00:31:59.920 Thus, serious attention must focus on identifying and documenting cruft within systems like cruft.txt, where assumptions can surface as factors impacting architectural integrity. Furthermore, as you write code that may not yield optimal solutions, it is crucial to record the basis for incorporating that code.
00:33:10.640 This links into the reminder that assumptions can diverge over time; sometimes, preserving support for legacy implications becomes increasingly irrelevant. In this light, open source can benefit by retaining flexible opportunities to reintegrate assumptions.
00:34:09.760 So long as you keep track of assumptions and track edge cases, you will make more informed architectural decisions. Adopting a conscious reflection process allows you to evade emotional bias when considering past impressions. Documentation ensures that new contributors navigate the ever-evolving landscape without apprehension.
00:35:47.720 Above all, I want to emphasize the importance of conversations surrounding technical assumptions and integrate opportunities for growth, so that developers feel empowered when examining cruft and encouraged to address it—all while simultaneously being aware of the potential for redemption.
00:36:39.280 Thank you very much!
00:38:13.520 Josh, do I have time for questions?
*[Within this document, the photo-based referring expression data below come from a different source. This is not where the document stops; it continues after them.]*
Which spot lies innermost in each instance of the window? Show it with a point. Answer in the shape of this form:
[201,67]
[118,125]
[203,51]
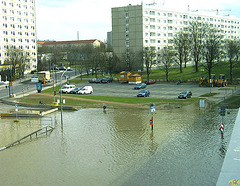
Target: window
[152,20]
[152,34]
[152,12]
[152,26]
[153,41]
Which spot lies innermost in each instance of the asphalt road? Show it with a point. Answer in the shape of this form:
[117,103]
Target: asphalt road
[163,90]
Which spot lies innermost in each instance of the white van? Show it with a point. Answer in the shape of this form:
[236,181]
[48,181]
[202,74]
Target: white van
[86,90]
[67,88]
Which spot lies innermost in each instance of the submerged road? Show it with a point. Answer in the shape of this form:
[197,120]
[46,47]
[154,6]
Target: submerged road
[230,172]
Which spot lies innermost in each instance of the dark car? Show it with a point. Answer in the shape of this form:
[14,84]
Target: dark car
[69,69]
[92,80]
[150,81]
[140,86]
[62,68]
[54,68]
[143,93]
[185,95]
[104,80]
[99,80]
[74,91]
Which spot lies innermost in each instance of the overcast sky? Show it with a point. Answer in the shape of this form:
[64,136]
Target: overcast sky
[61,19]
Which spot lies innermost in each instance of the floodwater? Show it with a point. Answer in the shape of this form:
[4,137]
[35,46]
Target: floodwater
[117,147]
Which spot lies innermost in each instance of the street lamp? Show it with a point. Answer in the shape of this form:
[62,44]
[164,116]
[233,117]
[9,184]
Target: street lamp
[61,97]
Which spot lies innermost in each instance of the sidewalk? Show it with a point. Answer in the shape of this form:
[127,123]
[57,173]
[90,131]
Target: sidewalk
[230,173]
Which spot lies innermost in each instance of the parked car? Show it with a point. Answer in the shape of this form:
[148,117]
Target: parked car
[185,95]
[67,88]
[62,68]
[92,80]
[109,79]
[140,86]
[69,69]
[86,90]
[150,81]
[4,82]
[143,93]
[74,91]
[99,80]
[104,80]
[54,68]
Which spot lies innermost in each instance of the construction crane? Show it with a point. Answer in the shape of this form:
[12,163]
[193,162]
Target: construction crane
[211,10]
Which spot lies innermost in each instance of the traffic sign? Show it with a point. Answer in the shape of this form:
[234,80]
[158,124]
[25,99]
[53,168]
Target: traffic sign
[16,107]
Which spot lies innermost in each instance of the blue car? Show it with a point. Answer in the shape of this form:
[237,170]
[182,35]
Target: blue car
[143,93]
[140,86]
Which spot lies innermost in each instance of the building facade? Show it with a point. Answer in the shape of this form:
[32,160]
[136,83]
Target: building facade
[70,44]
[65,46]
[18,30]
[137,26]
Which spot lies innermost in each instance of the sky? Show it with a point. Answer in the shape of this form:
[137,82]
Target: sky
[61,20]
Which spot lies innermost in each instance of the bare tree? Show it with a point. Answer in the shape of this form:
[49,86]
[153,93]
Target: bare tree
[232,52]
[211,49]
[167,57]
[197,31]
[149,58]
[182,42]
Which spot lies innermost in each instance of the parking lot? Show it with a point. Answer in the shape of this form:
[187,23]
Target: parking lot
[163,90]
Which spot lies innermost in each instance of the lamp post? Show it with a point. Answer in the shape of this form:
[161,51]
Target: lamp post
[61,97]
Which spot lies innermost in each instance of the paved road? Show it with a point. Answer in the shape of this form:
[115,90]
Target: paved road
[163,90]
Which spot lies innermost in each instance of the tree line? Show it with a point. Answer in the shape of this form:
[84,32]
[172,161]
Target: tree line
[199,43]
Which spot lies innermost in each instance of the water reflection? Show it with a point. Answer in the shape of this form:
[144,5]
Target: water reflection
[117,147]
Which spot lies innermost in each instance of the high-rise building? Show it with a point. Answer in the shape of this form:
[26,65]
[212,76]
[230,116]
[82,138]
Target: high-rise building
[18,30]
[137,26]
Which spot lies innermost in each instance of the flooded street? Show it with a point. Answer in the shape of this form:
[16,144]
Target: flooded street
[117,148]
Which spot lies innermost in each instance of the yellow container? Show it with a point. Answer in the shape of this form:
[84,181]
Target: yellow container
[54,104]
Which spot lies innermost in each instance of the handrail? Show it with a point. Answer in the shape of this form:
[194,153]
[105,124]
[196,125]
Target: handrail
[29,135]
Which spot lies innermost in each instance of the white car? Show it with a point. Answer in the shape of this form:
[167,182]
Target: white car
[86,90]
[67,88]
[4,82]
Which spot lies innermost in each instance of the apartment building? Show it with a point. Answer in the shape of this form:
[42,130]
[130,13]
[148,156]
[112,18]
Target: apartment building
[18,29]
[70,44]
[138,26]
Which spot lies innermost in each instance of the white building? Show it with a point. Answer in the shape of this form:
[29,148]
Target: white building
[18,29]
[138,26]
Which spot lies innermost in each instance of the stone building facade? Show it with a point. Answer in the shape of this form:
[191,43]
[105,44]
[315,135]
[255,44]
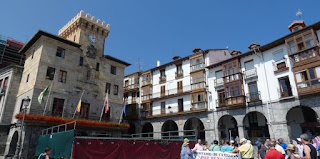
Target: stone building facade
[73,66]
[270,91]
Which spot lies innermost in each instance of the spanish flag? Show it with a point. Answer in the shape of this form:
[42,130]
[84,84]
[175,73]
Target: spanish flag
[79,106]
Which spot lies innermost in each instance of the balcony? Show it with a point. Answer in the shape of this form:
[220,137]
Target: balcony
[172,92]
[220,102]
[280,66]
[254,99]
[179,74]
[162,79]
[250,73]
[131,87]
[218,83]
[233,77]
[146,82]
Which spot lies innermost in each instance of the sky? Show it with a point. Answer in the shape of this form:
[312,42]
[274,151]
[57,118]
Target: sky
[152,30]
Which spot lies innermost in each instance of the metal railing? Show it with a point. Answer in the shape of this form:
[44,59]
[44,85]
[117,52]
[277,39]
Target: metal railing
[179,73]
[253,96]
[250,73]
[279,64]
[172,91]
[218,82]
[58,128]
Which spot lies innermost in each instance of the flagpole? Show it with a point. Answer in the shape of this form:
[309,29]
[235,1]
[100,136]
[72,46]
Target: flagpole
[104,105]
[45,107]
[75,111]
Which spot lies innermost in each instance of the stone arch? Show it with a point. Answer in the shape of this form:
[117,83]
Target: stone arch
[147,130]
[255,126]
[197,125]
[168,129]
[13,143]
[302,119]
[228,127]
[132,128]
Yes, my clock says 30 something minutes. Absolutely! Yes, we do have time for questions, and I'm going to start. How about the test suite as a place to track cruft? Someone else asked me this question the last time I gave this spiel.
00:43:34.720 The test suite can certainly be a good place to track cruft, and for every piece of cruft, there should be a test. However, the goal is to maintain a section with the specific job of listing assumptions and how those affect architecture, rather than just running tests. It's important to have tests that confirm assumptions remain valid, particularly for persistent bugs.